After failing to pick the right person for the job, that is, one who would do what they wanted him to do, Netanyahu and Erdan are expected to look for someone who will strictly adhere to their expectations. If anyone in the leadership secretly intends for the next commissioner to sabotage the Netanyahu investigations, it appears the horses have already bolted. By the end of Alsheich’s term the plodding investigations are expected to wind down. And even if they don’t, or if, let’s say, a new case opens against the prime minister or one of his confidants, it is very doubtful that the designated commissioner could really disrupt the probes.

Of course a rotten, corrupt commissioner could leak secret details to senior suspects and fatally obstruct investigations. But on the cautious assumption that none of the candidates is a criminal-in-uniform, Netanyahu isn’t expected to gain anything substantial by this changing of the guards in the top police spot.

From the moment he resumed office in 2009, and as a lesson from his first term, Netanyahu set out to cast amenable, acquiescent people as gate keepers, who would not let him fall into a criminal abyss.

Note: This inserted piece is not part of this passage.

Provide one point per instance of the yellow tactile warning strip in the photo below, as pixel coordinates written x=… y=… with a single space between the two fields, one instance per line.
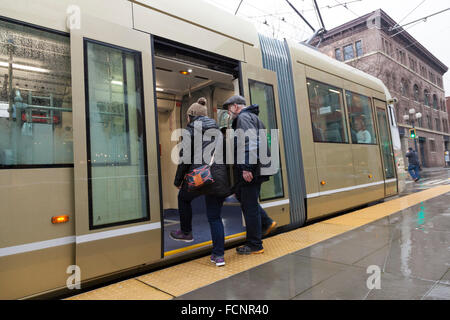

The fact that he is currently a suspect in three cases shows that it’s not enough to carefully select the chiefs to ensure a considerate, submissive law enforcement system. The forces acting from below – alongside a free press – can shake even the head of a system who isn’t interested in rocking the boat. In order to get total immunity it isn’t enough for the prime minister to replace the commissioner. He must replace everyone.